A Token Bucket Implementation in PHP, using memcached

The “token bucket” algorithm is often used in packet switched computer networks and telecommunications networks to rate-limit or throttle traffic flows. The Wikipedia article in this link provides more information.

We had a need to implement a light-weight rate-limiting system on the login forms which protect our Registrar Console and other internal systems. We have a wide range of security measures in place to prevent brute-force attacks against accounts with weak passwords, such as two-factor authentication, auto-locking of accounts after too many failed logins, and so on, but we had no protection against brute-force password reuse attacks such as the one that recently hit GitHub.

After we received a report through our bug bounty program we decided that we needed to implement rate-limiting at the IP address level.
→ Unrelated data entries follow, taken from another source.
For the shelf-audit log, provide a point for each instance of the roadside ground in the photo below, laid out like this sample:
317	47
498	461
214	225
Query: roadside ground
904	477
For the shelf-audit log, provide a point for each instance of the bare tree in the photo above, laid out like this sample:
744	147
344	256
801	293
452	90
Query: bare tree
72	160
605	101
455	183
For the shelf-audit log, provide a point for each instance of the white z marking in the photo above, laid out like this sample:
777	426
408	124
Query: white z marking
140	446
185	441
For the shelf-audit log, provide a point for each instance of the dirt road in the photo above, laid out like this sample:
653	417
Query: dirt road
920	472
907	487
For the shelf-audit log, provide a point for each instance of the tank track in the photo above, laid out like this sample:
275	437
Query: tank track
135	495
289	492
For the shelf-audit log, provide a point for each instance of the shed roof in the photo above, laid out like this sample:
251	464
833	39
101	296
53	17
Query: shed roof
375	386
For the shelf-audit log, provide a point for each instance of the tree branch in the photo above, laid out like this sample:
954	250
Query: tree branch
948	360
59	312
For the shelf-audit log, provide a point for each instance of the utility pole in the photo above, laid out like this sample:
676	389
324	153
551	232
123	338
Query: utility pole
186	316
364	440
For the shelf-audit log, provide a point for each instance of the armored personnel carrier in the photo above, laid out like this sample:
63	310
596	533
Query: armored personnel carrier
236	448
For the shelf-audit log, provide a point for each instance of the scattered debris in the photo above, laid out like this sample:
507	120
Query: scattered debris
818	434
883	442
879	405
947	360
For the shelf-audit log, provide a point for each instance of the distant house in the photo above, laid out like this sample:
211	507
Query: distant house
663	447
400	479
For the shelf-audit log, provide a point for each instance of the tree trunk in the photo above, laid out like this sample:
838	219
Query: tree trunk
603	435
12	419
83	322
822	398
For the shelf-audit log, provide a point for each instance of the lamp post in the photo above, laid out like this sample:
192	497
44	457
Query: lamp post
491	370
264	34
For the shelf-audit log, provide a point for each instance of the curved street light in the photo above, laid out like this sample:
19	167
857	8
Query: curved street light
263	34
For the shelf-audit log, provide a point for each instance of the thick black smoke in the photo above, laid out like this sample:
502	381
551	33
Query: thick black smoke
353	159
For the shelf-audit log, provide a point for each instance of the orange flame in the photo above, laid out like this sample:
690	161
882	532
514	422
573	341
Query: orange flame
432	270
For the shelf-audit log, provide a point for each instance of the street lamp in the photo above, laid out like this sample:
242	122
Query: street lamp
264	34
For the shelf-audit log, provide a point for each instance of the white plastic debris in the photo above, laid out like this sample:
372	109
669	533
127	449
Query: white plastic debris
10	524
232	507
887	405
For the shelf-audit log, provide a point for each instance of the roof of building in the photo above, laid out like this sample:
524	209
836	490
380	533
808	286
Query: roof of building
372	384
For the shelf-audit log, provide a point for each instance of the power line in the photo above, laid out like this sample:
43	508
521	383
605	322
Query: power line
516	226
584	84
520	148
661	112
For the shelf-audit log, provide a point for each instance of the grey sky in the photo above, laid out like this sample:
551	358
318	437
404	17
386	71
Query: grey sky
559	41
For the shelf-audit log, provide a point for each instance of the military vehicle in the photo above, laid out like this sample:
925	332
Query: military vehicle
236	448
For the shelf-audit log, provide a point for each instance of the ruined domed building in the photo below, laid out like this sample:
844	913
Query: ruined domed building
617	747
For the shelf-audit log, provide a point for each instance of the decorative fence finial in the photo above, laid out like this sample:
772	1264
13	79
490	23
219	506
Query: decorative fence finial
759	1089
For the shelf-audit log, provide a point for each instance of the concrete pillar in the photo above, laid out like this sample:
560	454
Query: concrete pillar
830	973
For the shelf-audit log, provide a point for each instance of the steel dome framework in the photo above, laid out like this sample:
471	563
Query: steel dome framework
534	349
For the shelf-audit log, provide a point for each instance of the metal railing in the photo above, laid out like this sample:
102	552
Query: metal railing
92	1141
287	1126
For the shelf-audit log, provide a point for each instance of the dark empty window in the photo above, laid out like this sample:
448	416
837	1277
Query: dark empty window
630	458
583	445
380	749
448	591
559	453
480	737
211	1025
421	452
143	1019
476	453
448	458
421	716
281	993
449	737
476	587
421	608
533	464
The token bucket approach seemed like a good one, because we would only need to store two pieces of data about each IP address: an integer containing the number of tokens in its bucket, and a timestamp recording when the bucket was last “topped up”.

Rather than use a relational database to store this information we chose to use memcached, since it’s very fast, we already have a memcached system running at each of our operations centres, and the data doesn’t need to be persistent in the long term.

Since our registry system is written in PHP, we needed an implementation of the token bucket algorithm in that language. Some existing implementations already exist, but were not compatible with the (rather old) operating system and PHP version we currently have deployed in production, so we need to roll our own. This was then integrated into the general-purpose “CRC” foundation library which supports our registry software, and which is also used by our some of sister companies.

Here’s the core of the implementation, an object method which returns a boolean if the client has hit a rate limit. The key() method is a way of turning a client identifer such as an IP address into a key that is unique for the specific application. The cache object property is an instance of the memcache class (not to be confused with the memcached class, no, we don’t know why PHP has two memcached client classes either!).

/**
* check if the given client is rate-limited
* @param string $id client ID, such as user ID or IP address
* @param integer $limit
* @param integer $window
* @return boolean true if rate limit exceeded
*/
function check($id, $limit, $window=300) {

  // generate a unique key for this client
  $key = $this->key($id);

  // generate lock key
  $lock_key = "{$key}_lock";

  // get the current time in milliseconds since 1970-01-01T00:00:00.0Z
  // we use milliseconds to give us some granularity in the case where a client is making concurrent requests
  $now = floor(1000 * microtime(true));

  // we discard any buckets older than this
  $floor = floor(1000 * (microtime(true) - $window));

  // attempt to lock the cache, try ten times, sleeping 25ms between each attempt
  $have_lock = false;
  for ($i = 0 ; $i < 10 ; $i++) {
    if ($this->cache->add($lock_key, 1, NULL, 15)) {
      usleep(25000);

    } else {
      $have_lock = true;
      break;

    }
  }

  // unable to obtain lock so fail open
  if (!$have_lock) {
    trigger_error("Unable to obtain lock ob {$key}", E_USER_WARNING);
    return false;
  }

  // get the bucket for this client
  $bucket = $this->cache->get($key);

  // nothing in cache, so initialise
  if (!is_array($bucket) || $bucket['filled'] < $floor) $bucket = array(
    'tokens' => 1000 * $limit, // we use multiples of 1,000 so that floor() doesn't always add zero when there is a very small gap between requests
    'filled' => $now,
  );

  if ($bucket['filled'] < $now) {
    // we need to top the bucket up

    // how many milliseconds have elapsed since the bucket was last topped up?
    $dt = $now - $bucket['filled'];

    // work out the rate (per millisecond)
    $rate = $limit / (1000 * $window);

    // calculate how many tokens to add:
    $new = floor(1000 * $dt * $rate);

    // top up the bucket
    $bucket['tokens'] += $new;
    $bucket['filled']  = $now;
  }

  // decrement the token counter
  $bucket['tokens'] -= 1000;

  // store the updated bucket back in the cache
  $this->cache->set($key, $bucket);

  // free the lock
  $this->cache->delete($lock_key);

  // client is rate limited if they have no tokens left
  return ($bucket['tokens'] < 0);
}

This allows us to implemement a per-IP rate limit on login forms across our system, without having to maintain a lot of data in a relational database.